4 men in court in Hungary over migrant truck deaths
By PABLO GORONDI, Associated Press
Aug 29, 2015 8:14 AM CDT
People light candles by a sign that reads "Europe: your hand is covered with blood" at Keleti railway station in Budapest, Hungary, Friday, Aug. 28, 2015, during a memorial for the 71 migrants who suffocated to death on the previous day in an abandoned truck on a main Austrian highway. (Tamas Kovacs/MTI...   (Associated Press)

KECSKEMET, Hungary (AP) — Four men accused of involvement in the trafficking of 71 migrants found dead in a truck in Austria were brought before a Hungarian court on Saturday as prosecutors sought to keep them in custody.

The refrigerated truck with the dead migrants was found Thursday in the safety lane of the main Budapest-to-Vienna highway.
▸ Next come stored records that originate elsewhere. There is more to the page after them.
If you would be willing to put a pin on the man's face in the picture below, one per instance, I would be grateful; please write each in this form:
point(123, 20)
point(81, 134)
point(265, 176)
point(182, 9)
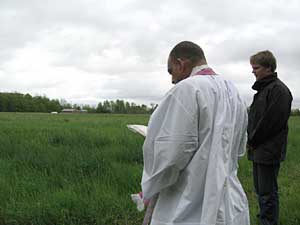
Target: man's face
point(260, 72)
point(178, 69)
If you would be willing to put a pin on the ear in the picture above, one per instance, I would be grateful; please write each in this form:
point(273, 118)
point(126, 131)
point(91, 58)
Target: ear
point(182, 64)
point(269, 69)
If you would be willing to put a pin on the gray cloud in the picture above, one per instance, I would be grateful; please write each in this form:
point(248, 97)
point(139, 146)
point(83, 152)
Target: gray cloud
point(86, 51)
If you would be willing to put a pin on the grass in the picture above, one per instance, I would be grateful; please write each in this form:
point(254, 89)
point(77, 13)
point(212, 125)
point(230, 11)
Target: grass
point(81, 169)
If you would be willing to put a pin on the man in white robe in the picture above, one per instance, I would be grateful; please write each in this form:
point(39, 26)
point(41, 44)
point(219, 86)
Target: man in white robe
point(194, 140)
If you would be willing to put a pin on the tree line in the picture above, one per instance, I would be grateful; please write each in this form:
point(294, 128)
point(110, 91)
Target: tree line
point(17, 102)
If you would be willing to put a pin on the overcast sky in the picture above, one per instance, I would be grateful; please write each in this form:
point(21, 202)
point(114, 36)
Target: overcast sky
point(86, 51)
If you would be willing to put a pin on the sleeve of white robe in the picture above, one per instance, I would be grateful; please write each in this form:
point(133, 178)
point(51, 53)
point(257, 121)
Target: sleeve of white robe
point(171, 140)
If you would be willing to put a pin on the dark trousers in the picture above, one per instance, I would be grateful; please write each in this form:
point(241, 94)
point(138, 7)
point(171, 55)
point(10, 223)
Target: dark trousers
point(266, 187)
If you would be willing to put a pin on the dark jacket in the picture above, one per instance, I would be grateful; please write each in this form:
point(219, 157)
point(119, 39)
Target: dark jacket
point(268, 121)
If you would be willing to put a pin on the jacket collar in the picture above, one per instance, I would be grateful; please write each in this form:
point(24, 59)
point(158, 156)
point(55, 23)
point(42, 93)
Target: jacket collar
point(261, 84)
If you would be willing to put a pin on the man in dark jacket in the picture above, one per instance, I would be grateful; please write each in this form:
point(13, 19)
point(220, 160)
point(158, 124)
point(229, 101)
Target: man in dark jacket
point(267, 133)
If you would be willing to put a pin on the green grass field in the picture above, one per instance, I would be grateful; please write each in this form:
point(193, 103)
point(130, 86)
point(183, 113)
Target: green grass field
point(81, 169)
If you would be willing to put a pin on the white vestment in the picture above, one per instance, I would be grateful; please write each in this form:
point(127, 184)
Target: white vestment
point(191, 151)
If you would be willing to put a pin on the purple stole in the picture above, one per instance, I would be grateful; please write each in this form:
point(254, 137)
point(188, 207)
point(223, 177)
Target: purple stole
point(206, 71)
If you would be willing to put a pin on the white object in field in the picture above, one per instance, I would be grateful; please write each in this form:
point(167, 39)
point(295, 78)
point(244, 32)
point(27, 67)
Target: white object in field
point(136, 198)
point(191, 151)
point(141, 129)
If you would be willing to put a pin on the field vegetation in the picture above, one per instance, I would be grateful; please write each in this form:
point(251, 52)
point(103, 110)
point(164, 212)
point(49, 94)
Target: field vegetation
point(81, 169)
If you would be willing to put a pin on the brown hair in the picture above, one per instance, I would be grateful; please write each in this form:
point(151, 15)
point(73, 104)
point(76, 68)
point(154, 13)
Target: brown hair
point(265, 59)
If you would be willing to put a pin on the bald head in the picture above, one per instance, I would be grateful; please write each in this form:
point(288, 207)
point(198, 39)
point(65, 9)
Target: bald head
point(188, 50)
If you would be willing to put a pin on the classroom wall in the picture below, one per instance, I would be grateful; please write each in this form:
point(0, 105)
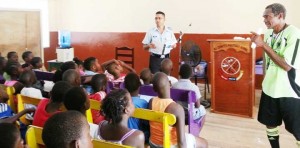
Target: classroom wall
point(98, 26)
point(209, 17)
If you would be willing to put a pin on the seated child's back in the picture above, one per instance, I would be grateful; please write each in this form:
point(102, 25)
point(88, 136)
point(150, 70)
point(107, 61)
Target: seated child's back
point(98, 84)
point(164, 103)
point(49, 107)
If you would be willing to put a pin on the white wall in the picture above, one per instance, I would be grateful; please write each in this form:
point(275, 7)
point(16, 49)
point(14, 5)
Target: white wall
point(206, 16)
point(28, 5)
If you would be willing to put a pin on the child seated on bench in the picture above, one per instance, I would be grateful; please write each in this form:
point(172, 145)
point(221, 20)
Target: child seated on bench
point(146, 76)
point(80, 65)
point(117, 107)
point(77, 99)
point(48, 107)
point(10, 136)
point(98, 84)
point(28, 78)
point(13, 70)
point(91, 66)
point(133, 84)
point(164, 103)
point(167, 67)
point(67, 130)
point(185, 83)
point(27, 56)
point(37, 64)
The suspects, three Bulgarians and one Afghan, were detained in Hungary later that day.

The case is being heard in Kecskemet, in central Hungary, because the truck set off from the city before picking up the migrants near the country's southern border with Serbia, Gabor Schmidt, a spokesman for the Bacs-Kiskun county chief prosecution office, told reporters outside the courthouse.

Schmidt said Hungarian authorities are investigating the suspects' involvement in the human trafficking aspects of the case, while their suspected connection to the deaths of the migrants is being investigated by Austrian authorities.

Prosecutors were asking the court in Kecskemet at a closed-door hearing to order the suspects' preliminary arrest on suspicion of qualified human smuggling, which carries a sentence of between two and 16 years in prison.

The initial detention period would be up to 30 days, which could be extended by a judge for up to one year, Schmidt said.

The four handcuffed men were taken into the court building through a side entrance.

No official information was released by authorities other than their nationalities.

It wasn't clear how long the bodies had been inside the truck, but police believe the migrants may already have been dead by the time the truck crossed into Austria overnight Wednesday. Austrian officials believe they suffocated.

Autopsies were being conducted, with results expected in several days.

Investigators found a Syrian travel document, indicating that at least some of the dead were refugees fleeing violence in Syria.

Hundreds of thousands of migrants have arrived in Europe this year.